Thursday, August 26, 2010

Creation of common EU patent system faces setback - Translation Implications

Since May 1, 2008,  the London Agreement, meant to reduce costs relating to the translation of European patents, has been in effect. The London Agreement provides for patent claims to be available in the national language of the states where the European patent is registered, while the description — which represents the bulk of the text of a patent — can be made available in English, French, or German, the official languages of the EPO (European Patent Office).

The argument for the London Agreement was that the cost of translations reduced the incentives for companies to apply for a European patent and, many argued, the situation was a burden on the competitiveness of the European economy, compared to the situation in the United States.

However, according to news from NetworkWorld, the European Court of Justice might put a break on the stated plans of the current EU presidency to  foster a common patent system across the European Union. The court's Advocate General believes that a centralized patent is "incompatible with the treaties" that created the EU, according to a leaked document.

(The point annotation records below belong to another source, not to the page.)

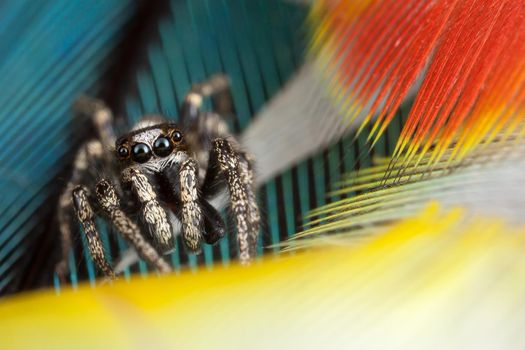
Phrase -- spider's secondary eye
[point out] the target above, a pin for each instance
(162, 147)
(123, 152)
(176, 136)
(141, 153)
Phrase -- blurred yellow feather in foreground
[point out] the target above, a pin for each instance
(441, 279)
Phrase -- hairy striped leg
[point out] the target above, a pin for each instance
(243, 205)
(86, 216)
(191, 212)
(90, 153)
(254, 217)
(109, 202)
(153, 213)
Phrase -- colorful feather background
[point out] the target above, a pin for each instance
(421, 249)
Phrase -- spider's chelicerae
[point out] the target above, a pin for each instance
(156, 176)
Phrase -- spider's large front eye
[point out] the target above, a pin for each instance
(162, 147)
(176, 136)
(123, 152)
(141, 153)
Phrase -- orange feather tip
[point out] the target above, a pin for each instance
(469, 56)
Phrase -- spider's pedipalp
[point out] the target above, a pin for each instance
(109, 202)
(86, 216)
(192, 220)
(153, 213)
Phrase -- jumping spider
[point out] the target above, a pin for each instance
(157, 177)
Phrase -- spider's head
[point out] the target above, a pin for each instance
(152, 146)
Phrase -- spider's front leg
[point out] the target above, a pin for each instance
(236, 169)
(86, 216)
(89, 154)
(108, 200)
(153, 213)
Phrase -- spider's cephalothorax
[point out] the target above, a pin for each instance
(160, 174)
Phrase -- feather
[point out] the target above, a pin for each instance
(470, 56)
(442, 279)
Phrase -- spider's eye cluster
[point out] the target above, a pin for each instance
(123, 152)
(176, 136)
(141, 153)
(162, 146)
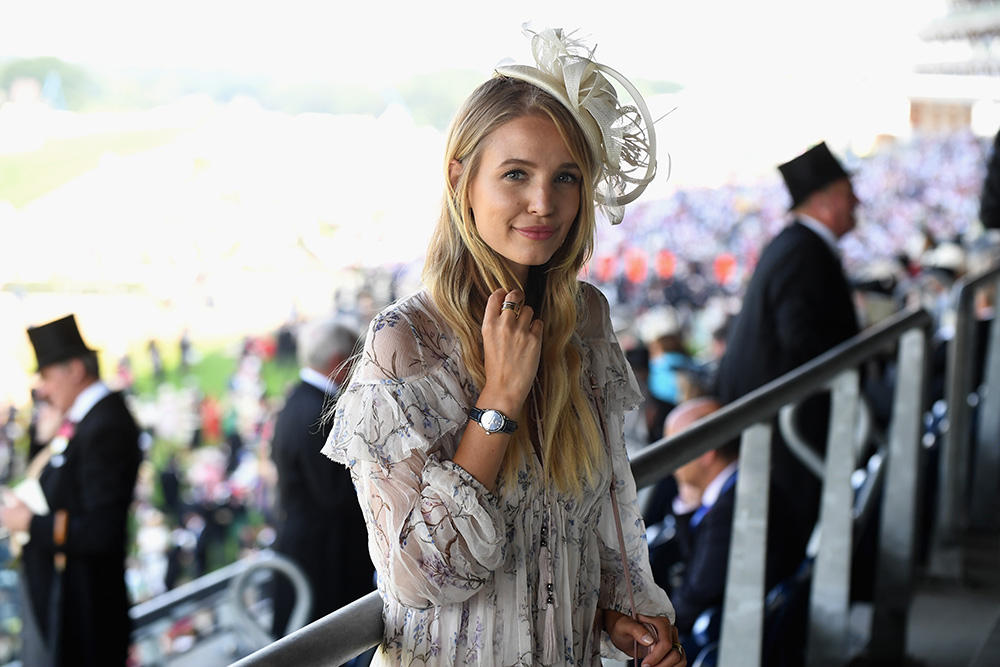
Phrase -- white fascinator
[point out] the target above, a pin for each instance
(620, 136)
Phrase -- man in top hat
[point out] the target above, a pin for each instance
(797, 306)
(319, 525)
(74, 599)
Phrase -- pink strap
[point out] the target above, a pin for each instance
(618, 519)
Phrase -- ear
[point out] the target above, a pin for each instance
(455, 169)
(77, 370)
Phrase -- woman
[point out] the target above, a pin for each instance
(475, 442)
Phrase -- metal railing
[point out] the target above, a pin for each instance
(352, 630)
(224, 592)
(968, 484)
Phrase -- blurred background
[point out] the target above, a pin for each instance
(193, 179)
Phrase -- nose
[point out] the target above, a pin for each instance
(541, 199)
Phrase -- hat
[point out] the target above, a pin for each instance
(621, 136)
(813, 170)
(57, 341)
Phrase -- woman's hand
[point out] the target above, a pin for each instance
(512, 345)
(655, 652)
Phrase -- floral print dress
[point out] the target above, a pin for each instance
(470, 577)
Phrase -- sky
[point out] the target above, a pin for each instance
(680, 40)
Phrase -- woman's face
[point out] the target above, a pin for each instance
(526, 194)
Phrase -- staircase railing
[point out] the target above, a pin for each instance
(968, 482)
(355, 628)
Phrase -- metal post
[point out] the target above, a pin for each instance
(946, 556)
(985, 512)
(897, 533)
(742, 637)
(829, 604)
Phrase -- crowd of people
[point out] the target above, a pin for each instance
(450, 422)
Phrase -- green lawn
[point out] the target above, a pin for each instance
(25, 177)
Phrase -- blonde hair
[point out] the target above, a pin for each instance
(461, 271)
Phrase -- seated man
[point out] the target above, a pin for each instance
(689, 547)
(704, 515)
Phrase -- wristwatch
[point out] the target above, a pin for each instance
(493, 421)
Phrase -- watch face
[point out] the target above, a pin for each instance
(492, 421)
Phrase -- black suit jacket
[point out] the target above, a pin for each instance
(93, 481)
(706, 559)
(705, 555)
(320, 525)
(797, 306)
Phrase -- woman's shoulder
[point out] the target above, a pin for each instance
(406, 339)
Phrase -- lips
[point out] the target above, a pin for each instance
(540, 233)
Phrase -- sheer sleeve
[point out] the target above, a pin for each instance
(620, 392)
(435, 534)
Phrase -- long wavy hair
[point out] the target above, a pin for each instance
(461, 271)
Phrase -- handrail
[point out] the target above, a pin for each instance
(953, 510)
(666, 455)
(332, 640)
(353, 629)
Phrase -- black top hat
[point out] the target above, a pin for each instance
(811, 171)
(57, 341)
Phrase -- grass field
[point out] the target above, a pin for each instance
(27, 176)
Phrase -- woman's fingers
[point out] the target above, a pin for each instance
(511, 345)
(664, 652)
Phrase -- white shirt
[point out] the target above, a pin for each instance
(714, 488)
(86, 400)
(709, 495)
(822, 230)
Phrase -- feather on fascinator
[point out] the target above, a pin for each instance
(620, 136)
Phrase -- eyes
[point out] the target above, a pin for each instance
(567, 177)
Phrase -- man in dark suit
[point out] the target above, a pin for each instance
(74, 599)
(797, 306)
(704, 511)
(320, 525)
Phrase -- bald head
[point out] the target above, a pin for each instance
(688, 413)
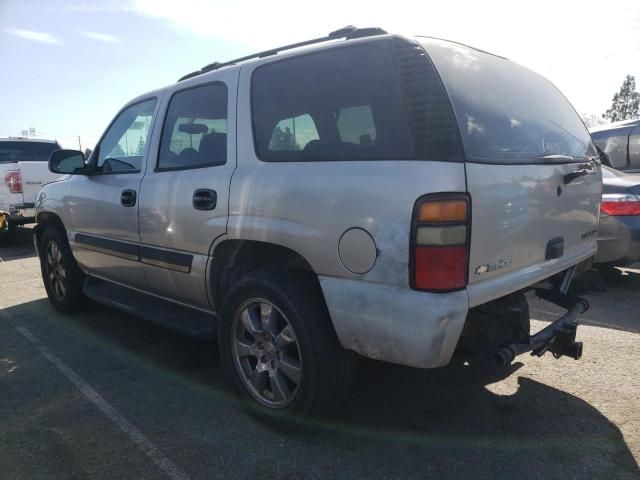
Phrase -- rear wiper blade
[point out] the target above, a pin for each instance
(557, 158)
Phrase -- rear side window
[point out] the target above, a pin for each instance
(195, 129)
(341, 104)
(19, 151)
(505, 112)
(124, 143)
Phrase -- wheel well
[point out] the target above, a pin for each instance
(233, 259)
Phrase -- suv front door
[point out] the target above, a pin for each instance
(184, 203)
(104, 205)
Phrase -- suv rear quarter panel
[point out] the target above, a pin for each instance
(307, 206)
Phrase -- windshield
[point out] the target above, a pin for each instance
(505, 112)
(20, 151)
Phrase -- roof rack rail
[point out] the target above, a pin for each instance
(348, 33)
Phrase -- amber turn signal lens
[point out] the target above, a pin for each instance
(443, 211)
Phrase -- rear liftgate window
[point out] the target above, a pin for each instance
(506, 113)
(340, 104)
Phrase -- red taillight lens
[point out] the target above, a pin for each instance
(440, 243)
(13, 181)
(620, 204)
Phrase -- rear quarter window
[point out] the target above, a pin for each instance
(613, 143)
(338, 104)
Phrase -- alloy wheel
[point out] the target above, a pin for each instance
(266, 353)
(56, 272)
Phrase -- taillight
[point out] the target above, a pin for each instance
(13, 181)
(440, 242)
(618, 204)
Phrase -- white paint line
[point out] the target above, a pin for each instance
(134, 434)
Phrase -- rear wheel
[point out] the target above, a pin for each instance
(278, 346)
(61, 275)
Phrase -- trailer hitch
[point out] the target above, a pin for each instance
(559, 337)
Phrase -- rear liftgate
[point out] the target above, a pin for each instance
(559, 337)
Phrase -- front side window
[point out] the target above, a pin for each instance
(26, 151)
(195, 129)
(341, 104)
(124, 144)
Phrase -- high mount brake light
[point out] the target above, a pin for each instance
(440, 243)
(617, 204)
(13, 180)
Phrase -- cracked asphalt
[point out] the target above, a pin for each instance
(542, 419)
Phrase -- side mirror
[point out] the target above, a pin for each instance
(66, 161)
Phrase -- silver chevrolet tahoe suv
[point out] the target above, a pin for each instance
(361, 192)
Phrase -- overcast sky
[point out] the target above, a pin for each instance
(67, 66)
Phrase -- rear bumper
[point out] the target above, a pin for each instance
(396, 324)
(618, 240)
(484, 291)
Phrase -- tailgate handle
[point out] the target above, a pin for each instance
(587, 169)
(555, 248)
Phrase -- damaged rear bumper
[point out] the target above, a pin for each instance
(395, 324)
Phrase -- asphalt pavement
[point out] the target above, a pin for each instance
(102, 394)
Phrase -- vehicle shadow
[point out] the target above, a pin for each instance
(400, 422)
(22, 248)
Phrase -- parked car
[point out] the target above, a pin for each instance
(621, 142)
(619, 231)
(23, 170)
(361, 194)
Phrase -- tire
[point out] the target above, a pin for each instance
(8, 235)
(62, 277)
(299, 334)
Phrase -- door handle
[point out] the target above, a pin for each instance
(128, 198)
(204, 199)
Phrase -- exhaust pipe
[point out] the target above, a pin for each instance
(557, 337)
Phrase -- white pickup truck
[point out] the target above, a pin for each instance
(23, 171)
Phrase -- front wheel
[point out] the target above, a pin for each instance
(63, 279)
(279, 348)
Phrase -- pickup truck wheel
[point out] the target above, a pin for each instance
(62, 277)
(8, 235)
(279, 348)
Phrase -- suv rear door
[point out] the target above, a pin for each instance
(184, 204)
(523, 142)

If the European Court of Justice moves forward with this decision, translation companies specializing in Patent Translations will see a return of business in high volumes. Companies like UK publicly-traded RWS and Denmark's Lingtech are set to benefit from this return.  I might even develop a service in this area for Milengo if this ruling materializes.

It always struck me as strange the fact that the EU was promoting a common European Patent, when respect for linguistic diversity is a core EU value. In fact, Article 21 of the ‘Charter of Fundamental Rights of the European Union’ forbids discrimination on several grounds (specifically including language), while Article 22 guarantees respect for cultural, religious and linguistic diversity.

Let's wait and see how this pans out.

1 comment:

  1. I could be mistaking but I think that English, French, and German, are actually the working, not the official languages of EPO, and altough the typical EU multilingualism could be impractical, the ECJ's Advocate General belief is correct. Attention on public spending must not be an exlusive domain of the Tea Party, and other ultra-conservative movements. Translation of patent should be a burden for UE member countries, and, as such, should be well motivated. The DGT is not that efficient body some people depict (I wrote about this some months ago), while EPO seems to be.